В довершение к трудностям с антенной у нас неисправности обеих коротковолновых радиостанций. Ковыряемся вместе со вторым радистом и инженер-механиком — оказалось, он здорово соображает не только в дизелях и электромоторах. Дымим паяльником; запах жжёной канифоли хоть немного глушит вонь пота, мочи, колбасы и плесени, густо замешанную на смраде одеколона — мы ведь умываемся забортной водой, а одеколоном смываем морскую соль. На постоянную сырость уже давно никто не обращает внимания, от неё никуда не денешься, мы пропитаны ею насквозь.

Герхард сказал, что, по словам капитана, мы следуем к точке рандеву, где пополним запасы от «дойной коровы». Кроме этого, у них специально для нас будет какой-то важный груз. Оказывается, это спланировано заранее, ещё когда мы плавали с Кноке и знать не знали ни о каком фон Рёйдлихе.

А мы уже «в квадрате AL 2737»… скоро «пойдём на дно». Кто сможет понять, насколько же мне тоскливо?! Но не следует раскисать, ни к чему это, надо брать себя в руки…

Интересная штука — океан. Вроде, погода одна и та же, но при каждом выходе на мостик он выглядит совершенно по-разному, точнее — не выглядит, а воспринимается. Когда тихо, он что-то шепчет себе под нос, а ещё я знаю, как он умеет ругаться и злиться. Кроме того, эти закаты сумасшедшей красоты... да на суше такую глубину красок не увидеть нипочём.

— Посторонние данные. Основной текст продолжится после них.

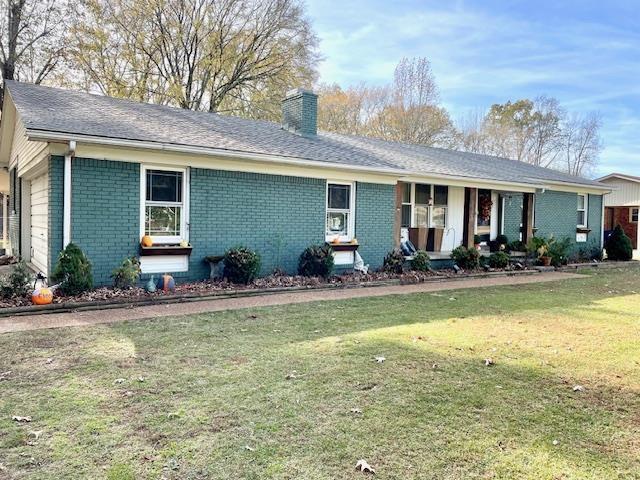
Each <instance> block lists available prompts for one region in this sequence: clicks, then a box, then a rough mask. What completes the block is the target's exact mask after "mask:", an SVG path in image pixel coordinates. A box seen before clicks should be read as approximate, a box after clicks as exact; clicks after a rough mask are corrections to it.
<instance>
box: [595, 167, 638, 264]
mask: <svg viewBox="0 0 640 480" xmlns="http://www.w3.org/2000/svg"><path fill="white" fill-rule="evenodd" d="M599 181H600V182H601V183H603V184H605V185H609V186H610V187H611V188H612V189H613V191H612V192H611V193H610V194H609V195H607V196H605V197H604V206H605V209H604V229H605V230H606V231H609V230H613V229H614V228H615V226H616V225H620V226H621V227H622V229H623V230H624V232H625V233H626V234H627V236H628V237H629V238H630V239H631V244H632V245H633V248H634V250H635V251H634V257H640V235H638V211H640V177H635V176H633V175H625V174H622V173H612V174H611V175H607V176H605V177H602V178H600V179H599Z"/></svg>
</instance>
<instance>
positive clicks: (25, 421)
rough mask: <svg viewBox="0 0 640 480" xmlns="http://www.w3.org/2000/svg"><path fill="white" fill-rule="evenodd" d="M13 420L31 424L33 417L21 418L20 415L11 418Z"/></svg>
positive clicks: (15, 415) (17, 421)
mask: <svg viewBox="0 0 640 480" xmlns="http://www.w3.org/2000/svg"><path fill="white" fill-rule="evenodd" d="M11 420H14V421H16V422H27V423H28V422H30V421H31V417H20V416H18V415H14V416H13V417H11Z"/></svg>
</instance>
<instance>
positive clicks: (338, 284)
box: [0, 270, 540, 318]
mask: <svg viewBox="0 0 640 480" xmlns="http://www.w3.org/2000/svg"><path fill="white" fill-rule="evenodd" d="M537 274H540V272H538V271H537V270H512V271H500V272H479V273H468V274H462V275H456V276H451V277H438V276H433V277H429V278H425V279H423V280H420V281H415V282H414V281H406V280H401V279H392V280H378V281H372V282H365V283H353V284H351V283H344V284H338V283H337V284H324V285H318V286H313V285H304V286H300V287H276V288H256V289H238V290H224V291H220V292H212V293H211V292H206V293H185V294H180V295H163V296H155V297H149V298H121V299H112V300H107V301H99V300H98V301H85V302H63V303H52V304H49V305H26V306H22V307H7V308H2V309H0V318H2V317H13V316H16V317H17V316H23V315H46V314H48V313H65V312H78V311H90V310H107V309H111V308H133V307H140V306H147V305H159V304H167V303H186V302H201V301H205V300H216V299H224V298H242V297H254V296H257V295H272V294H278V293H288V292H299V291H308V290H346V289H350V288H365V287H387V286H394V285H415V284H419V283H431V282H434V283H437V282H441V283H445V282H447V281H452V280H467V279H469V280H472V279H476V278H491V277H509V276H521V275H537Z"/></svg>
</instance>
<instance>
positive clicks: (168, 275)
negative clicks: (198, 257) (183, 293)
mask: <svg viewBox="0 0 640 480" xmlns="http://www.w3.org/2000/svg"><path fill="white" fill-rule="evenodd" d="M160 288H161V289H162V291H163V292H172V291H174V290H175V289H176V282H175V280H174V279H173V277H172V276H171V275H168V274H166V273H165V274H164V275H163V276H162V277H160Z"/></svg>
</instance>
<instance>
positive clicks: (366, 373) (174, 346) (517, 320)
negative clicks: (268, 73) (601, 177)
mask: <svg viewBox="0 0 640 480" xmlns="http://www.w3.org/2000/svg"><path fill="white" fill-rule="evenodd" d="M588 274H589V276H588V277H587V278H585V279H579V280H567V281H563V282H557V283H545V284H537V285H536V284H532V285H524V286H513V287H495V288H486V289H475V290H460V291H452V292H442V293H432V294H415V295H406V296H390V297H378V298H364V299H356V300H348V301H339V302H321V303H312V304H299V305H291V306H282V307H271V308H261V309H251V310H239V311H231V312H222V313H210V314H201V315H193V316H188V317H172V318H162V319H155V320H154V319H152V320H147V321H136V322H130V323H121V324H113V325H105V326H97V327H90V328H65V329H57V330H49V331H35V332H26V333H16V334H5V335H1V336H0V478H10V479H13V478H15V479H22V478H31V479H59V478H65V479H72V478H91V479H100V478H107V479H123V480H124V479H134V478H135V479H138V478H152V479H158V478H165V479H209V478H229V479H236V478H247V479H263V478H292V479H293V478H295V479H305V480H308V479H320V478H322V479H325V478H326V479H347V478H348V479H351V478H356V479H357V478H366V476H367V475H366V474H364V473H360V472H356V470H355V465H356V462H357V461H358V460H360V459H365V460H366V461H367V462H368V463H369V464H370V465H371V466H372V467H373V468H375V469H376V470H377V474H376V478H383V479H384V478H394V479H410V478H416V479H431V478H433V479H476V478H477V479H490V478H503V479H536V480H537V479H562V480H568V479H581V480H582V479H598V480H600V479H608V478H620V479H623V478H624V479H627V478H640V473H639V472H640V316H639V310H640V294H639V293H638V292H640V269H636V268H628V269H618V270H604V271H597V272H588ZM0 321H2V320H1V319H0ZM381 356H382V357H385V359H386V360H385V361H384V362H381V363H379V362H377V361H376V360H375V357H381ZM485 359H491V360H492V361H493V363H494V364H493V365H492V366H486V365H485ZM8 372H9V373H8ZM577 386H580V387H582V388H576V389H575V390H577V391H574V387H577ZM352 409H356V410H355V413H354V412H352ZM358 412H361V413H358ZM13 416H23V417H27V416H28V417H31V422H28V423H27V422H17V421H15V420H12V417H13Z"/></svg>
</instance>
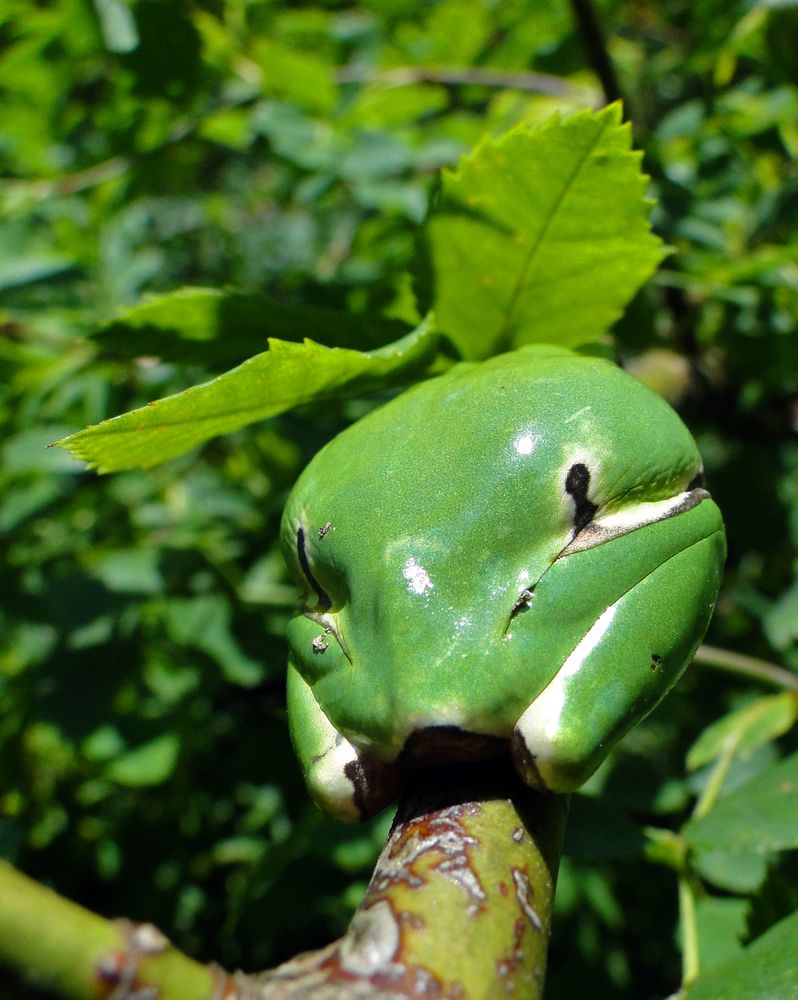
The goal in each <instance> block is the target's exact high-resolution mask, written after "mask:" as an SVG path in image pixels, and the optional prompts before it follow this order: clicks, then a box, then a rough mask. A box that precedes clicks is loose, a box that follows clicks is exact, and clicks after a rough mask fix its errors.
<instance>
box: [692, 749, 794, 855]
mask: <svg viewBox="0 0 798 1000" xmlns="http://www.w3.org/2000/svg"><path fill="white" fill-rule="evenodd" d="M796 803H798V753H795V754H792V755H791V756H790V757H787V758H786V759H784V760H782V761H779V763H778V764H774V765H773V766H771V767H769V768H767V769H766V770H765V771H763V772H761V773H760V774H758V775H757V776H756V778H754V779H753V780H752V781H748V782H746V783H745V784H744V785H741V786H740V787H739V788H737V789H736V790H735V791H734V792H731V793H730V794H729V795H727V796H724V798H722V799H721V800H720V801H719V802H718V803H717V804H716V805H715V806H714V807H713V808H712V810H711V811H710V812H709V813H707V815H706V816H703V817H702V818H701V819H694V820H690V822H689V823H687V825H686V826H685V827H684V829H683V831H682V833H683V835H684V837H685V838H686V839H687V842H688V843H689V845H690V847H691V848H692V849H693V851H695V852H696V853H697V854H698V855H699V856H700V855H701V854H702V853H706V852H711V851H717V850H718V849H721V850H723V851H724V852H727V853H730V854H735V853H737V852H739V853H741V854H743V853H750V852H753V853H755V854H759V855H766V854H768V853H770V852H772V851H782V850H789V849H794V848H798V808H796Z"/></svg>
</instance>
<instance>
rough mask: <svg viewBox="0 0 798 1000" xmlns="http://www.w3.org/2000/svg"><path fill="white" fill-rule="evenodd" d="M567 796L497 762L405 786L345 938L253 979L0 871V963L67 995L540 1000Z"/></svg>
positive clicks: (118, 921)
mask: <svg viewBox="0 0 798 1000" xmlns="http://www.w3.org/2000/svg"><path fill="white" fill-rule="evenodd" d="M567 803H568V800H567V797H565V796H552V795H540V794H538V793H535V792H532V791H531V790H530V789H528V788H526V787H525V786H524V785H522V784H521V782H520V781H519V779H518V778H517V777H516V775H515V772H514V770H513V768H512V766H511V764H510V761H509V758H507V757H505V756H502V757H499V758H494V759H492V760H490V761H487V762H485V763H483V764H478V765H474V764H470V765H461V766H450V767H442V768H437V769H432V770H426V771H423V772H419V773H418V774H416V775H415V776H413V778H412V780H411V781H410V783H409V786H408V788H407V789H406V791H405V793H404V796H403V798H402V800H401V802H400V805H399V811H398V813H397V818H396V821H395V823H394V826H393V829H392V831H391V833H390V836H389V838H388V842H387V844H386V846H385V848H384V849H383V851H382V854H381V855H380V857H379V860H378V861H377V865H376V867H375V869H374V874H373V876H372V879H371V882H370V884H369V888H368V891H367V893H366V896H365V899H364V900H363V903H362V904H361V906H360V907H359V909H358V910H357V912H356V913H355V915H354V917H353V919H352V922H351V924H350V927H349V929H348V931H347V932H346V934H345V935H344V936H343V937H342V938H341V939H340V940H338V941H336V942H334V943H333V944H331V945H329V946H328V947H326V948H323V949H322V950H321V951H317V952H311V953H309V954H306V955H301V956H299V957H298V958H296V959H293V960H291V961H289V962H287V963H285V964H284V965H282V966H279V967H278V968H276V969H274V970H271V971H269V972H265V973H262V974H260V975H247V974H243V973H239V974H237V975H236V976H235V977H233V978H231V977H229V976H227V975H226V974H225V973H223V972H222V971H221V970H219V969H216V968H213V967H208V966H203V965H200V964H199V963H197V962H195V961H193V960H192V959H190V958H188V957H187V956H185V955H183V954H181V953H180V952H178V951H177V950H176V949H175V948H173V947H172V946H171V945H170V943H169V942H168V941H167V940H166V938H164V937H163V935H162V934H161V933H160V932H159V931H158V930H157V929H156V928H155V927H153V926H152V925H149V924H142V925H133V924H128V923H127V922H124V921H108V920H104V919H103V918H101V917H99V916H97V915H96V914H93V913H90V912H89V911H88V910H84V909H83V908H82V907H80V906H77V905H76V904H75V903H71V902H68V901H67V900H65V899H63V898H61V897H60V896H58V895H56V894H55V893H54V892H51V891H50V890H49V889H46V888H45V887H43V886H41V885H38V884H37V883H36V882H34V881H32V880H31V879H29V878H27V877H26V876H24V875H21V874H20V873H18V872H16V871H14V870H13V869H12V868H10V867H9V866H8V865H2V866H0V901H2V903H1V904H0V960H2V961H3V962H4V963H5V964H7V965H9V966H10V967H12V968H13V969H15V970H17V972H19V973H20V974H21V975H22V976H23V977H24V978H27V979H28V980H29V981H34V982H36V984H37V985H39V986H40V987H44V988H46V989H48V990H49V991H50V992H51V993H52V995H53V996H55V997H62V998H68V1000H91V998H95V997H111V996H112V997H113V998H114V1000H140V998H142V997H149V996H151V995H152V996H155V995H156V993H155V992H152V993H150V992H147V991H148V990H154V989H157V996H158V998H159V1000H298V998H300V997H308V996H312V997H313V998H314V1000H327V998H329V1000H332V998H336V1000H355V998H357V1000H370V998H379V997H388V996H390V997H392V998H396V997H403V996H405V997H421V996H423V997H435V998H441V1000H443V998H446V997H452V998H453V997H459V998H462V1000H466V998H468V997H484V996H488V995H489V994H490V992H491V990H493V989H495V988H496V980H497V977H498V980H499V982H500V988H501V994H502V996H503V997H508V998H512V997H518V998H521V997H523V998H524V1000H537V998H539V997H540V996H541V994H542V989H543V980H544V973H545V968H546V955H547V951H548V941H549V933H550V926H551V910H552V902H553V898H554V886H555V882H556V874H557V867H558V864H559V856H560V847H561V841H562V834H563V830H564V825H565V817H566V812H567Z"/></svg>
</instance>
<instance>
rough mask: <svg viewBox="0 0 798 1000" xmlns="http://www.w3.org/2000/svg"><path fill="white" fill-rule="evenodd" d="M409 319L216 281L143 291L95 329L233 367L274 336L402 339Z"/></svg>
mask: <svg viewBox="0 0 798 1000" xmlns="http://www.w3.org/2000/svg"><path fill="white" fill-rule="evenodd" d="M407 333H408V327H407V326H406V325H405V324H404V323H400V322H397V321H396V320H390V319H386V318H385V317H383V316H373V315H369V314H362V313H346V312H342V311H340V310H335V309H321V308H319V307H317V306H305V305H296V304H294V303H286V302H279V301H277V300H276V299H272V298H269V296H267V295H255V294H252V295H245V294H243V293H241V292H231V291H223V290H220V289H217V288H199V287H193V288H192V287H188V288H179V289H177V291H174V292H168V293H167V294H166V295H157V296H154V297H152V298H149V299H145V300H144V301H143V302H141V303H140V304H139V305H136V306H133V307H132V308H131V309H126V310H125V311H124V312H122V313H120V314H119V316H117V317H116V318H115V319H114V320H113V321H112V322H110V323H108V324H107V325H106V326H104V327H102V328H101V329H100V330H99V331H98V332H97V333H96V334H95V335H94V337H93V340H94V341H95V343H98V344H100V346H101V347H103V348H105V349H106V350H108V351H110V352H112V353H113V354H115V355H117V356H119V357H123V358H137V357H141V356H142V355H152V356H154V357H158V358H160V359H161V360H162V361H177V362H186V361H187V362H191V363H193V364H200V365H203V366H205V367H207V368H211V369H214V368H217V367H219V368H227V367H233V365H238V364H241V362H242V361H245V360H246V359H247V358H250V357H251V356H252V355H253V354H260V353H261V352H262V351H263V349H264V348H265V347H266V345H267V343H268V338H269V337H277V338H278V339H280V340H289V341H292V342H295V343H301V342H302V341H303V339H304V338H305V337H311V338H312V339H313V340H314V341H316V342H318V343H322V344H326V345H327V346H330V347H333V346H334V347H350V348H354V349H358V350H366V351H368V350H374V349H375V348H377V347H385V346H386V345H387V344H390V343H391V341H394V340H399V339H400V338H401V337H403V336H404V335H405V334H407Z"/></svg>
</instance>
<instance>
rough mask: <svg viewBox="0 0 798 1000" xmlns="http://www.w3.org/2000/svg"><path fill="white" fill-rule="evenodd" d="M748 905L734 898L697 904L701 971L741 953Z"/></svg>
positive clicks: (707, 899) (704, 969)
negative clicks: (740, 952) (741, 943)
mask: <svg viewBox="0 0 798 1000" xmlns="http://www.w3.org/2000/svg"><path fill="white" fill-rule="evenodd" d="M750 907H751V903H750V901H749V900H747V899H739V898H735V897H718V896H704V897H702V898H701V899H699V900H698V901H697V903H696V924H697V929H698V950H699V954H700V956H701V968H702V969H703V970H707V969H711V968H714V967H715V966H718V965H722V964H723V963H724V962H728V961H729V960H730V959H733V958H736V957H737V955H739V953H740V952H741V951H742V944H741V942H742V941H743V940H744V938H745V936H746V931H747V923H748V912H749V910H750Z"/></svg>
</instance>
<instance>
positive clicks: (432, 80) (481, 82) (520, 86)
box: [336, 66, 589, 101]
mask: <svg viewBox="0 0 798 1000" xmlns="http://www.w3.org/2000/svg"><path fill="white" fill-rule="evenodd" d="M336 80H337V81H338V82H339V83H382V84H385V85H387V86H389V87H406V86H408V85H409V84H411V83H441V84H445V85H448V86H455V87H458V86H468V85H469V84H475V85H478V86H481V87H496V88H500V89H505V90H522V91H525V92H528V93H533V94H548V95H550V96H552V97H565V98H568V99H569V100H573V101H584V100H585V98H586V96H587V95H588V94H589V91H588V90H586V89H585V88H583V87H578V86H576V85H575V84H573V83H571V82H570V81H569V80H566V79H564V78H563V77H560V76H552V75H550V74H548V73H530V72H521V71H512V70H497V69H491V68H489V67H483V66H469V67H464V68H460V67H434V66H399V67H396V68H395V69H386V70H380V69H369V68H362V67H359V66H346V67H344V68H343V69H341V70H339V71H338V72H337V73H336Z"/></svg>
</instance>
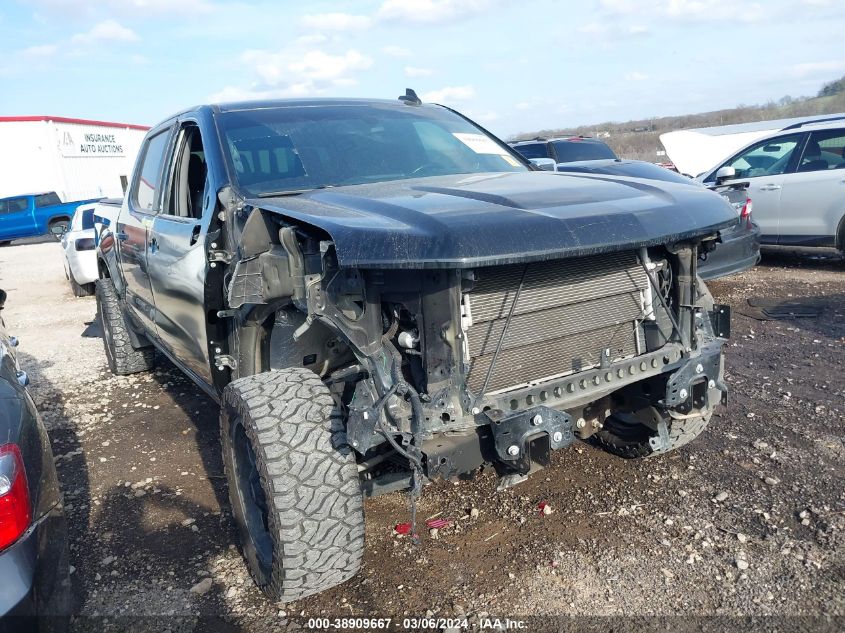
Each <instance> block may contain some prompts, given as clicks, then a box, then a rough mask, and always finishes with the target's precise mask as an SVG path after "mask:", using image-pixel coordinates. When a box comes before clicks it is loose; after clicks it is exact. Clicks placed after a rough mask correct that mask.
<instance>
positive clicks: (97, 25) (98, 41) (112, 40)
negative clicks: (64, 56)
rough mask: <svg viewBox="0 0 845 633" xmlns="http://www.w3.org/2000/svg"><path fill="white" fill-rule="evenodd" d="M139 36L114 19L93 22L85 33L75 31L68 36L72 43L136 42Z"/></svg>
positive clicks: (139, 39)
mask: <svg viewBox="0 0 845 633" xmlns="http://www.w3.org/2000/svg"><path fill="white" fill-rule="evenodd" d="M140 39H141V38H139V37H138V34H137V33H135V31H133V30H132V29H130V28H127V27H125V26H123V25H121V24H120V23H119V22H117V21H116V20H105V21H103V22H100V23H98V24H95V25H94V26H93V27H92V28H91V30H89V31H86V32H85V33H77V34H76V35H74V36H73V37H71V38H70V40H71V42H73V43H74V44H92V43H97V42H137V41H138V40H140Z"/></svg>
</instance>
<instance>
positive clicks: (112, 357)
mask: <svg viewBox="0 0 845 633" xmlns="http://www.w3.org/2000/svg"><path fill="white" fill-rule="evenodd" d="M97 313H98V314H99V315H100V326H101V327H102V328H103V347H105V348H106V358H107V359H108V361H109V366H110V367H112V366H113V365H114V358H113V355H112V351H111V343H112V337H111V323H109V320H108V319H107V318H106V311H105V310H104V309H103V302H102V301H100V300H99V297H98V301H97Z"/></svg>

Змей накрыл меня с дневником! Он неожиданно просунул голову, глянул мне через плечо и коротко спросил: «Путевые заметочки?». Я похолодел от ужаса, выронил карандаш и ответил: «Так точно, герр капитан...», добавив в оправдание, что это особая стенограмма, мой личный шифр, который без меня не прочитает никто. Слабый аргумент, но, вопреки ожиданиям, Змей не отнял тетрадь и не пригрозил расстрелом — а ведь он должен был поступить именно так. Наоборот, капитан сказал с улыбкой:

— Ну, пишите, пишите. Главное, чтоб я тоже туда попал. После войны напечатаете мемуары, станете знаменитым. И я вместе с вами. Только пишите всё честно. Однако я вас умоляю, герр функмайстер-обер-гефрайтер, не забывайте также и про радиожурнал. Иначе мы серьёзно поссоримся, и вас придётся протянуть под килём.

Затем он спросил, когда же, наконец, будет нормальная связь. Иначе рандеву с «дойной коровой» может сорваться — мы просто не найдём друг друга в океане, тем более что опаздываем, как выяснилось, почти на сутки. Я ответил, что в СВ-диапазоне всё нормально, и мы услышим друг друга. Перед этим Вилли принял две радиограммы по СДВ, касающиеся действий других подводных лодок, но расшифровать их полностью не удалось из-за несусветных помех — в середине текста получается какая-то белиберда. Капитан махнул рукой и расписался в журнале, не вникая в обрывки текста.

А чуть позже Герхард объяснил мне, что значит «протянуть под килём». М-да... однако, капитан всегда прав, и в данном случае тоже.

16/IX-1944

08.50. Средние волны, радиограмма с двумя ключами. «Золотому льву»: ожидаем в назначенной точке рандеву в течение двух суток, просим подтвердить время прибытия. Подпись: U-474. Приём уверенный — кажется, мы с ребятами и Дривером победили упрямую рацию. Дал квитанцию «корове», причём Змей и велел подписаться «Золотым львом» и лично проследил, как Герхард её зашифровал. Второй радист Касс отстучал радиограмму на лодку-заправщик. Несмотря на то, что мы только что зарядили батарею и погрузились, капитан приказал всплыть и дать обоим дизелям самый полный вперёд.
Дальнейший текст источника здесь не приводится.